Earlier neuropsychological studies have shown that younger patients have more language disability when compared to older-onset patients [111 –113]. The risk of having language difficulties detected by caregivers has also been shown to nearly duplicate for each 10-year decrease in AD patients’ age [114]. Other groups have recognized a greater impairment in measures of attention, praxis, and visuo-contruction tasks in EOAD [115 –117]. On the other hand, LOAD patients seem to consistently have preferential memory involvement [118 –120]. To explore the relation between this clinical duality and pathologic features, Murray et al. [121] divided a cohort of AD patients into “hippocampal sparing”, “limbic predominant”, and “typical AD” according to neurofibrillary pathology distribution. They have shown that a younger age of onset (mean 63 years) was associated with greater neurofibrillary tangle burden in cortical association areas and that older age (mean 76 years) was more often associated with limbic predominant pathology. The hippocampal sparing group had greater prevalence of atypical presentations and a faster cognitive decline, similar to what has been described in EOAD.
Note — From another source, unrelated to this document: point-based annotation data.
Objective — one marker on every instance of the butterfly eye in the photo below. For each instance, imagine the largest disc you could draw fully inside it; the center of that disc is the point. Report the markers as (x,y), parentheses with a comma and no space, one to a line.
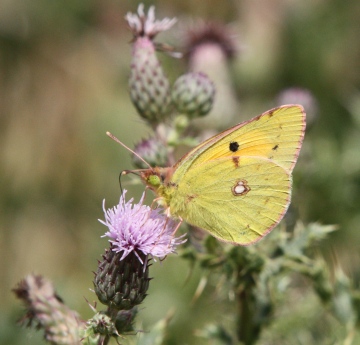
(234,146)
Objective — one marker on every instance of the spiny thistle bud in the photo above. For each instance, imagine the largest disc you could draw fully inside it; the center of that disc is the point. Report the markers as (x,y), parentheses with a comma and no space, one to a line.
(121,284)
(100,324)
(46,310)
(209,48)
(149,87)
(152,151)
(193,94)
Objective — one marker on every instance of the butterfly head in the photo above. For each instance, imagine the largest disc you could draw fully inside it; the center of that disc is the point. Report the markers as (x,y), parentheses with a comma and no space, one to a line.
(155,178)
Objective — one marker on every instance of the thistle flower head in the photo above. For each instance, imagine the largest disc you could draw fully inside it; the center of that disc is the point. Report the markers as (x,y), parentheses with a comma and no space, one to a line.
(146,25)
(139,229)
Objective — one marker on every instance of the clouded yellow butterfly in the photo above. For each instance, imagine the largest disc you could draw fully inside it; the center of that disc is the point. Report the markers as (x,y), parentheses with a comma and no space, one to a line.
(237,184)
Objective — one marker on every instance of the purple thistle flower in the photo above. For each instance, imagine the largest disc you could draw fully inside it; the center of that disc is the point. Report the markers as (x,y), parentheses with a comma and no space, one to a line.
(137,227)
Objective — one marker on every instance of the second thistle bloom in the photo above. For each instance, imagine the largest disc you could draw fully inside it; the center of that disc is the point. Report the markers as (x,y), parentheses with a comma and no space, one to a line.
(149,87)
(136,232)
(140,229)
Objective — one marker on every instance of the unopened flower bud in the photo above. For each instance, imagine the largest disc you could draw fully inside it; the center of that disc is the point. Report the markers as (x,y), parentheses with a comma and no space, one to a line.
(121,284)
(149,87)
(193,94)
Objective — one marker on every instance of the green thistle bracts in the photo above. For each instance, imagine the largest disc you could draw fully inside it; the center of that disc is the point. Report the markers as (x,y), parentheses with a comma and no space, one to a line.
(121,284)
(193,94)
(149,87)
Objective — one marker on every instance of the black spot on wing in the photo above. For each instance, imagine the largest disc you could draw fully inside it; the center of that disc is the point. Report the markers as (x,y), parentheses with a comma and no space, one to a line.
(234,146)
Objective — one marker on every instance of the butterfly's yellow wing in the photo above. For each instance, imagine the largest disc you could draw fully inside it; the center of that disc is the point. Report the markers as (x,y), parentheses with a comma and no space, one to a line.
(237,184)
(235,203)
(276,134)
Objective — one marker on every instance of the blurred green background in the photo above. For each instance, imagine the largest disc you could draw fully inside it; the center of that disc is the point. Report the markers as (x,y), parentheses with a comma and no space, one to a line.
(63,84)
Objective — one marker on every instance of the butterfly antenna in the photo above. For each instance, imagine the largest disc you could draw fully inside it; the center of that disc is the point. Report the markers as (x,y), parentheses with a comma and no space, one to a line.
(128,148)
(121,190)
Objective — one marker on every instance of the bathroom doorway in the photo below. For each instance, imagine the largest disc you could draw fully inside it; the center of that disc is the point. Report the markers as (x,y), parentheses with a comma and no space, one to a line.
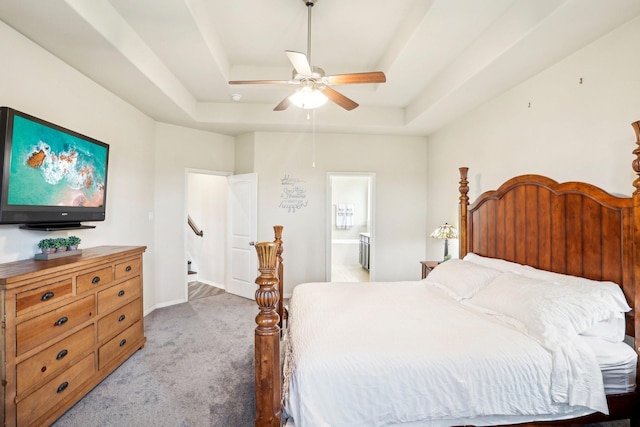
(350,227)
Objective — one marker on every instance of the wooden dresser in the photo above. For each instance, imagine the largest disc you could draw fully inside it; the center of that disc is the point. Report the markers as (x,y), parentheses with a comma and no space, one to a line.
(67,323)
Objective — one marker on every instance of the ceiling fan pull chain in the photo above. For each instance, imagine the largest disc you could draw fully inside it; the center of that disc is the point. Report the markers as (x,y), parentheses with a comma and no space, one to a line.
(313,140)
(309,6)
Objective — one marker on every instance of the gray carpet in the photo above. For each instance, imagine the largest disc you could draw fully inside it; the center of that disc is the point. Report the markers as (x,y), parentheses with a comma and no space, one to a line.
(195,370)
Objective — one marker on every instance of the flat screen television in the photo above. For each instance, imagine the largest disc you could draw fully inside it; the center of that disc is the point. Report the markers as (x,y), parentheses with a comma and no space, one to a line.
(51,178)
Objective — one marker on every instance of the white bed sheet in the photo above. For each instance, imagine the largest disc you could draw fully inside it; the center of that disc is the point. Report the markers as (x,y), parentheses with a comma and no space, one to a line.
(618,363)
(480,371)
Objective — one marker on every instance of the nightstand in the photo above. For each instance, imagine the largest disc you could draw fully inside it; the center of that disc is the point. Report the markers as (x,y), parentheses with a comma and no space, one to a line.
(427,266)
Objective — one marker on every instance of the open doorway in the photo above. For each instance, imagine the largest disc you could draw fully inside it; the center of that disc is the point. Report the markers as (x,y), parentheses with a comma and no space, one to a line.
(206,231)
(350,227)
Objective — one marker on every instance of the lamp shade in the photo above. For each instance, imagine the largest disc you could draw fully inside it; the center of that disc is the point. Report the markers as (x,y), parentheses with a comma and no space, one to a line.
(445,231)
(308,97)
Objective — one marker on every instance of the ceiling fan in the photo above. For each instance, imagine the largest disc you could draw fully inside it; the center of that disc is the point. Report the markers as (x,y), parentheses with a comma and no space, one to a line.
(314,85)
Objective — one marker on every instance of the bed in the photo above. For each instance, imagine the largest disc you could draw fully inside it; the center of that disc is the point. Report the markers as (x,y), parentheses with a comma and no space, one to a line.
(512,332)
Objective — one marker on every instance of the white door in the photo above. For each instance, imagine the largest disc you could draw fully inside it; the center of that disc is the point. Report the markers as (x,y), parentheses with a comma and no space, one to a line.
(242,260)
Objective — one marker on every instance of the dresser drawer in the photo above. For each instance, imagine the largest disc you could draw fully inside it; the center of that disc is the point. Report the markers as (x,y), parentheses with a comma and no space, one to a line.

Seizures and extrapyramidal features seem to be more frequent in EOAD [111, 122]. There are contradictory reports in other symptoms in both groups. For example, there are reports of higher anxiety levels in EOAD [123], while others have shown greater neuropsychiatric and behavioral symptoms in LOAD, including anxiety, depression, agitation, hallucinations, and delusions [124, 125].
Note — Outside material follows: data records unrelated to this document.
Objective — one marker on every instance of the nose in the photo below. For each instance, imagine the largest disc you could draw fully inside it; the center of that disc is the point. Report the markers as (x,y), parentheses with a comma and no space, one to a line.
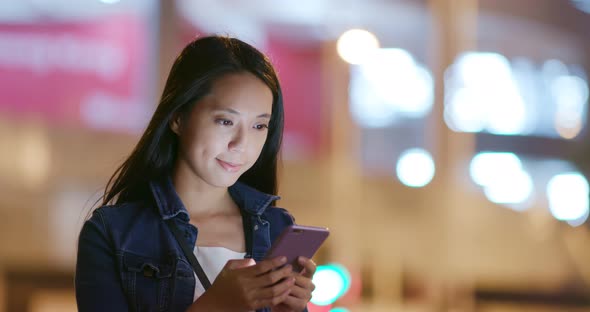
(239,140)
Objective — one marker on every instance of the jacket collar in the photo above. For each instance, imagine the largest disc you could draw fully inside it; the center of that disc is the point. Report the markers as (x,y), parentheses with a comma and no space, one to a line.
(169,204)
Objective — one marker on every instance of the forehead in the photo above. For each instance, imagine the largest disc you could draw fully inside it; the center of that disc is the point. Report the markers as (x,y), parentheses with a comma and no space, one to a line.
(243,92)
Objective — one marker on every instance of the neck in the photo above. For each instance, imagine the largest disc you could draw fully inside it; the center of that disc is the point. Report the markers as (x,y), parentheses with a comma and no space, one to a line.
(199,197)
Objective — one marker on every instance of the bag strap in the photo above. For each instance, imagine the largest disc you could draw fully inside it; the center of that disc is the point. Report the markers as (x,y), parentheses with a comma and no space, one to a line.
(189,254)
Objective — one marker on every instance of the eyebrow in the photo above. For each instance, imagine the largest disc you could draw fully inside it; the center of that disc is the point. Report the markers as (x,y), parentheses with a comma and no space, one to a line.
(235,112)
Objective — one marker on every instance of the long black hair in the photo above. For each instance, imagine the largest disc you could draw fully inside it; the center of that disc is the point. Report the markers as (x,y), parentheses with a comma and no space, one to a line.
(196,68)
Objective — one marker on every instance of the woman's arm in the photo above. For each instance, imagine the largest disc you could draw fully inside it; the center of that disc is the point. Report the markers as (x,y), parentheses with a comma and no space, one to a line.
(98,286)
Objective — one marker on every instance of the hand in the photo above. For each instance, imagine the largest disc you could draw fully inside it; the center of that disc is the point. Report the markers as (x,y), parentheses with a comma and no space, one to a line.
(250,286)
(301,292)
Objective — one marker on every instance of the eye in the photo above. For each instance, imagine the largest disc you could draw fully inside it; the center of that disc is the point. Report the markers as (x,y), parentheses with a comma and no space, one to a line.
(261,127)
(224,122)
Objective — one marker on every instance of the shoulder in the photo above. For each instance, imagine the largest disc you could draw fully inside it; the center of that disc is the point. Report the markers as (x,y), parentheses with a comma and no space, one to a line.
(279,219)
(119,216)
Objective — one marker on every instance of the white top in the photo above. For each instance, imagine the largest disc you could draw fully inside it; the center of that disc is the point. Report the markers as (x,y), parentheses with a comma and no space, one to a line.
(212,259)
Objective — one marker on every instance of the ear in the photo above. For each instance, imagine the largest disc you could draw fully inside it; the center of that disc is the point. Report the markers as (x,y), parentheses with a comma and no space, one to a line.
(175,124)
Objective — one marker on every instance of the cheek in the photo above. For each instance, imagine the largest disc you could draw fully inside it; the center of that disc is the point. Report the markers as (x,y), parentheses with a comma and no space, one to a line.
(256,147)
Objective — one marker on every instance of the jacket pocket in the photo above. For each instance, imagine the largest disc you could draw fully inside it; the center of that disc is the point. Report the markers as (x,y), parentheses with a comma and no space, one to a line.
(147,281)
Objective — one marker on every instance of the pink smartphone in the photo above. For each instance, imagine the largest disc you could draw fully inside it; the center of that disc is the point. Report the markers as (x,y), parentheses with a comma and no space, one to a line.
(298,240)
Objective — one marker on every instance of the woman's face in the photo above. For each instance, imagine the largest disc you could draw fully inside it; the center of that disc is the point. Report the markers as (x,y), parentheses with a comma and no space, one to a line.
(223,135)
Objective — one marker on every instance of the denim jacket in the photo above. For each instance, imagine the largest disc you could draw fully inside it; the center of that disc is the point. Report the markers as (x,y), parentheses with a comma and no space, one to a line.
(129,260)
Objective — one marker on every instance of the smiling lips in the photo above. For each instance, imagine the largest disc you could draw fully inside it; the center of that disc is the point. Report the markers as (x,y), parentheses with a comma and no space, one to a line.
(231,167)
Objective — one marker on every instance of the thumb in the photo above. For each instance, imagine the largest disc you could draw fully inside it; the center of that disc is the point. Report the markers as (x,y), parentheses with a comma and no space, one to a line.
(239,263)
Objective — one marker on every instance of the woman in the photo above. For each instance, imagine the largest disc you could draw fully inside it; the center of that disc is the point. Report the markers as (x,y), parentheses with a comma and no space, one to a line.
(199,179)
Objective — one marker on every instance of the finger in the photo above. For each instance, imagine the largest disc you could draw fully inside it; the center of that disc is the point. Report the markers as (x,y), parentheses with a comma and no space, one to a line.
(294,303)
(266,266)
(309,267)
(278,289)
(273,277)
(275,295)
(239,263)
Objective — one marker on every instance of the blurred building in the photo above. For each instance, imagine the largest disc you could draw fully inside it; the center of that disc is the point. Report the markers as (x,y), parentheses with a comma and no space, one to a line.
(443,142)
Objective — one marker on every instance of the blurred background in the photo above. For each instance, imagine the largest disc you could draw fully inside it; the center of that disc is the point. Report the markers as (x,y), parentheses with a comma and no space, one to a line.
(443,142)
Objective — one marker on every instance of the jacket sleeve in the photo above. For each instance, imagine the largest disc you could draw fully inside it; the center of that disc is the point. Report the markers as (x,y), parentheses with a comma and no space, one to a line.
(98,285)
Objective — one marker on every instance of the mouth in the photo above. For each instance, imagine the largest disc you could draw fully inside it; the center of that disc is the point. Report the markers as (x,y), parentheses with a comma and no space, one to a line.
(228,166)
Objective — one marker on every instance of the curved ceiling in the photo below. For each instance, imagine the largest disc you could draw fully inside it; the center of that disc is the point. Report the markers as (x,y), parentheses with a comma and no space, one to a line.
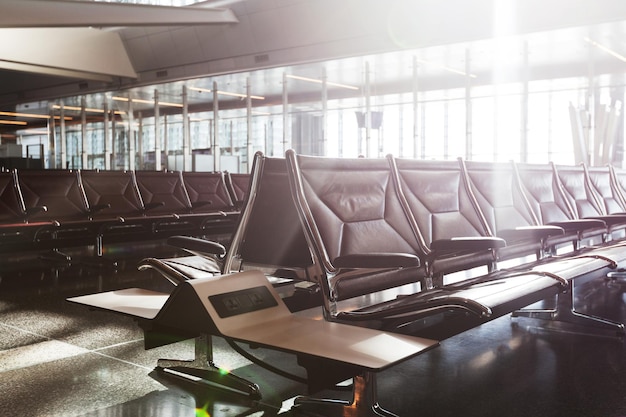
(454,42)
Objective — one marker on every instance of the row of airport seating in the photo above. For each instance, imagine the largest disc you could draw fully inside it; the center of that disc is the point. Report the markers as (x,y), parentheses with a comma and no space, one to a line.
(361,226)
(427,248)
(57,209)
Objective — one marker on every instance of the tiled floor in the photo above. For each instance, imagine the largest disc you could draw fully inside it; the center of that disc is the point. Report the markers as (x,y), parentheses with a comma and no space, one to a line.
(60,359)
Limited research has been reported into sex differences in brain aging, particularly neuroinflammation process. However, gender effect is an interesting issue due to the differences of the neuroendocrine milieu and its possible relation to inflammation cascades (particularly steroid-related pathways). The dynamic change in hormonal status in women during the menopause transition may promote a dysregulation of cellular processes involved in hypothalamic-pituitary-adrenal axis and thus have potential implications on stress-mediated neurotoxicity [126]. It is also important to recognize the importance of immunological differences in males and females within the CNS at different development time points and their possible relevance for the susceptibility in the development of neurological conditions later in life [127]. A recent work in mice by Mangold and colleagues showed a greater induction of MHC class I components and receptors with aging with this finding being greater in females than in males [128]. However, despite the prevalence of AD being greater in women, the prevailing view has been that this difference is due to the fact that women live longer than men on average, and older age is the greatest risk factor for AD. Many studies of incidence of AD have found no significant difference between men and women in the proportion who develop AD at any given age [129].

Biomarkers

Magnetic resonance imaging (MRI) studies show that younger-onset patients have greater generalized neocortical atrophy than LOAD subjects when compared to healthy controls [118, 130]. This is in accordance with glucose metabolism studies, which demonstrate a premature decline in glucose metabolism and a more severe and widespread hypometabolism in EOAD [131]. Regarding regional differences, older patients tend to have a more circumscribed involvement, with preferential reduction in the hippocampus and related structures, including the amygdala [132] and retrosplenial and temporoparietal junction volumes [130], while younger patients tend to have a greater temporoparietal and parietooccipital grey matter atrophy [115, 120]. White matter atrophy mimics this pattern [133]. Moreover, both perfusion and glucose metabolism studies have shown a predilection for temporo-parietal-occipital association areas in EOAD versus medial temporal cortex susceptibility in LOAD [119, 134]. Interestingly, another study has shown no significant difference in total or regional amyloid burden, measured by Pittsburg compound-B PET, despite showing decreased glucose metabolism in bilateral temporoparietal and occipital cortex in EOAD. This finding suggests that both early Aβ and increased susceptibility to pathology in younger onset patients might be responsible for cortical dysfunction in EOAD [135]. The greater involvement of hippocampal-related structures in LOAD is also apparent in functional connectivity studies that have shown that older patients have decreased activation of the anteromedial temporal network, correlating with poorer performance in memory tasks; EOAD was associated with less activation of the dorsolateral prefrontal network, manifested by worse performance on executive function tasks [118].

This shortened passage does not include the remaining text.